The ‘B’ Word
Budgeting is one most peoples’ least favorite subjects. This is probably because they were never taught how to make a proper and realistic budget.But, whether or not it’s in our comfort zone, we inevitably hunker down and try to crunch numbers and make a plan.
Here’s some tips for success this year:
Be Realistic: Making your plan too strict on paper so you can feel good about buckets of imaginary money you’re going to accrue in the near future isn’t going to help you in the long run. You do still have to enjoy living; try to keep that in mind so you can actually stick to the budget you set.
Are You Leaking? Are you trying to pick your jaw up off the floor after you’ve crunched the numbers from the past few months? Then there is a leak or two that you need to plug. Find it and adjust. For some it can be groceries and going out to eat. Where do you really spend?
The Little Things: The inexpensive dailies really add up. What is it for you? Coffee, lunch, magazines, Uber?
Make Substitutions: You don’t necessarily have to stop doing everything you love. Just find a better way to do it. If you love coffee, get a french press for home or work and start making your own instead of dropping the money at a coffee shop.
Go Old School: I think one of the most difficult things in keeping track of money is due to this cashless society we live in. It makes it so much harder to understand where our money disappears. The best way to not overspend is to carry cash whenever possible — out to dinner or to the grocery store, if you take out exactly what you have allotted for that outing you won’t be splurging on anything else cause you won’t have any more money to use. It’s an easy way to keep yourself on track and not splurge in the moment.

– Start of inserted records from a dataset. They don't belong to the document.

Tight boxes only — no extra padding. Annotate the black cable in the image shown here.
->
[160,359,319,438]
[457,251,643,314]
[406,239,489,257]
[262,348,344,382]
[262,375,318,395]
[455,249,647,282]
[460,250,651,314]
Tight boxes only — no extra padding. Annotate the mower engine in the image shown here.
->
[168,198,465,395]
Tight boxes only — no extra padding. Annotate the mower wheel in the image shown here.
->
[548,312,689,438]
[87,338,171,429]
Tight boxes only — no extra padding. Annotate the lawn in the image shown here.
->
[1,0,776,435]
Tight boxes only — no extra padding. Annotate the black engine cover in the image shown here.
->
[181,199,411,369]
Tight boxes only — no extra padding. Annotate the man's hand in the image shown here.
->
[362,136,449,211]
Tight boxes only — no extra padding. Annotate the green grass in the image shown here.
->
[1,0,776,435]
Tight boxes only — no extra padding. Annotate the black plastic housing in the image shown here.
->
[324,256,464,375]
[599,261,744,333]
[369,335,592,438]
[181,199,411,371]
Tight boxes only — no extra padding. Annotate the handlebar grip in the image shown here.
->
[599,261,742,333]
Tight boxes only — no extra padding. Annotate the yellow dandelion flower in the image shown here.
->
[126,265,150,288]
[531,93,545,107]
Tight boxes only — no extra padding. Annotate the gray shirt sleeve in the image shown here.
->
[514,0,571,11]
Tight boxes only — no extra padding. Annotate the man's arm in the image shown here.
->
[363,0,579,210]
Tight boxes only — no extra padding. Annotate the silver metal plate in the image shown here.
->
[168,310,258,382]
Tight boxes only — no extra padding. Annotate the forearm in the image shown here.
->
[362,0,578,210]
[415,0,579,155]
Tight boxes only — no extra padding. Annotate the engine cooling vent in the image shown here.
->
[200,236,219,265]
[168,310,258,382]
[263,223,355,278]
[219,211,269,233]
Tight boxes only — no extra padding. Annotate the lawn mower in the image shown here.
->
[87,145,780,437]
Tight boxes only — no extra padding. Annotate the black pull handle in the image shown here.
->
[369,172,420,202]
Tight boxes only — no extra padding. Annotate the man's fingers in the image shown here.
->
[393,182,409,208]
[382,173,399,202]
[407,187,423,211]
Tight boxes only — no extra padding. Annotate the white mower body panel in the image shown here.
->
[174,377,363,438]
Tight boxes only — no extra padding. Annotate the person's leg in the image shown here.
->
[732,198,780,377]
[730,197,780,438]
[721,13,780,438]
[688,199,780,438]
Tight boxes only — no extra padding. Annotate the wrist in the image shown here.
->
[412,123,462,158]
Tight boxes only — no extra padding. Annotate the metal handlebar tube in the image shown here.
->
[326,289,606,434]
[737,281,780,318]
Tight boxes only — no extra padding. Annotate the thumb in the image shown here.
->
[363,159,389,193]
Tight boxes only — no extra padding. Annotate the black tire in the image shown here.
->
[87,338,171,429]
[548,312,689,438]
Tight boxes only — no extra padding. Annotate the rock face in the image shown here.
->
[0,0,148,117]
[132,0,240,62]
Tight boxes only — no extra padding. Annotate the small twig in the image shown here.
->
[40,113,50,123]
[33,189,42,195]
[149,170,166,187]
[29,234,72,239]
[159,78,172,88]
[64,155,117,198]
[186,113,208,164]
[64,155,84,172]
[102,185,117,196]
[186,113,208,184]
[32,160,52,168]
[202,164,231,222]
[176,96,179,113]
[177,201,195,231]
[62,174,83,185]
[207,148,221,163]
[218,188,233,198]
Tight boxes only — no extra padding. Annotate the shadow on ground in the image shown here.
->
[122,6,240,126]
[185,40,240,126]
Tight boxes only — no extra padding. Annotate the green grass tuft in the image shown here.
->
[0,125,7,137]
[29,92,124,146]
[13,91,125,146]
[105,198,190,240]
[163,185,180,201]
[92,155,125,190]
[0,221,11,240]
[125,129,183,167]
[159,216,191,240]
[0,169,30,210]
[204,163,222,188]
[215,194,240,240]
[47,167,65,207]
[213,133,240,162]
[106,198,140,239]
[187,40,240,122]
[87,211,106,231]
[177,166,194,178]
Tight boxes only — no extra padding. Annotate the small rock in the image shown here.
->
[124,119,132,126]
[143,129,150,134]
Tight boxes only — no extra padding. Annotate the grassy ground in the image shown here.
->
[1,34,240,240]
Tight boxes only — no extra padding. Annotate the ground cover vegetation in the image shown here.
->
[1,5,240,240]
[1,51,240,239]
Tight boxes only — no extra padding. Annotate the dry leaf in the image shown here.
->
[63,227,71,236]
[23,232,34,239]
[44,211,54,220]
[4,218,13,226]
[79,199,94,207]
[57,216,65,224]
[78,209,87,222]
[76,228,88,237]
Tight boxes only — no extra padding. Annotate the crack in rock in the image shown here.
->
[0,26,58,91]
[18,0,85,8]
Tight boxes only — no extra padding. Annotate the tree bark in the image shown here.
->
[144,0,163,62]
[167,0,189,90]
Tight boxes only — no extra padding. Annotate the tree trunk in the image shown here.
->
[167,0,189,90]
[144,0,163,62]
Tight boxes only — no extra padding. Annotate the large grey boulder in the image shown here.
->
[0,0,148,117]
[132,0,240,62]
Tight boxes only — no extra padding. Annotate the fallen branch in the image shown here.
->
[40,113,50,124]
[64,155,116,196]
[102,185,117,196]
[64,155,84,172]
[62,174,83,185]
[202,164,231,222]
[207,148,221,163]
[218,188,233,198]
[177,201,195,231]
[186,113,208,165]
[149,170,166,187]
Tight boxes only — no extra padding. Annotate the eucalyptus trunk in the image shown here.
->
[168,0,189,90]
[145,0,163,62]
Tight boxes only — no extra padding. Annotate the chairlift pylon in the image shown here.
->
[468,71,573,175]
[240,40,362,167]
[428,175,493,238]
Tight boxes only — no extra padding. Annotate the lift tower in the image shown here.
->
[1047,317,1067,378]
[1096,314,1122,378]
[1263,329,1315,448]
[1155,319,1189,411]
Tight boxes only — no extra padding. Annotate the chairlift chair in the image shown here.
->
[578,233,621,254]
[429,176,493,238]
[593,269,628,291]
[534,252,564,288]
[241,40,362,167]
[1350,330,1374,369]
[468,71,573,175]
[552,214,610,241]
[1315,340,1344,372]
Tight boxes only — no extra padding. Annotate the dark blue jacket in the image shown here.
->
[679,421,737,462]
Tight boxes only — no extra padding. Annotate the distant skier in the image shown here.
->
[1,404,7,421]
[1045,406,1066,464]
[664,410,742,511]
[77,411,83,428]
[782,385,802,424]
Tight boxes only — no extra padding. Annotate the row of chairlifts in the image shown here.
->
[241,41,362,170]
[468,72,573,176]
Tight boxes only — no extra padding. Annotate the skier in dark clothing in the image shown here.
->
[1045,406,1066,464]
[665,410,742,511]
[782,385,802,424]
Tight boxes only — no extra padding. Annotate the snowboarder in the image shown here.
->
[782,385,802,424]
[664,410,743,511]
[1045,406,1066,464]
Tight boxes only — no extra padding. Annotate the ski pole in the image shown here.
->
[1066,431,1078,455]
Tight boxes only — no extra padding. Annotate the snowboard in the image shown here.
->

Buy In Bulk: Do it anyway you can. If it’s with boxed or canned items, household supplies, or anything routinely used it can really make a big difference in the long run.
Cut It Out: What monthlies can you live without? Do you really need Netflix and Stan AND Foxtel? Get rid of something for a month or two and see if you really even miss it. Something more interesting might just fill its space. Don’t worry! If you really feel the loss, you can always go back.
Auto Savings: If you are not great with transferring money into your savings account let the bank do it for you. Set up an amount you know you can save each month or paycheck and set up an auto transfer. You can always change it or cancel it for a period that you will need more money.
Treat Yourself: Make a list of small inexpensive things you can splurge on. Something out of the ordinary to look forward to. Set a small price limit, allot for it and choose one each week or two. It’s like a little pat on the back for keeping up with your budget. If you just keep denying yourself over and over you will get worn down and not likely stick to the constraints you’ve made.
The most important part of budgeting is setting yourself some important goals that you’d like to achieve by sticking to your budget. For example “save for a home deposit in 2 years”, “buy my first car debt free in 3 years”, “go on a European holiday in a year without using a credit card” for what or why you are saving. Without a tangible goal in place, you will quickly get off track and it won’t bother you as much. Keep yourself accountable and you will achieve those goals faster.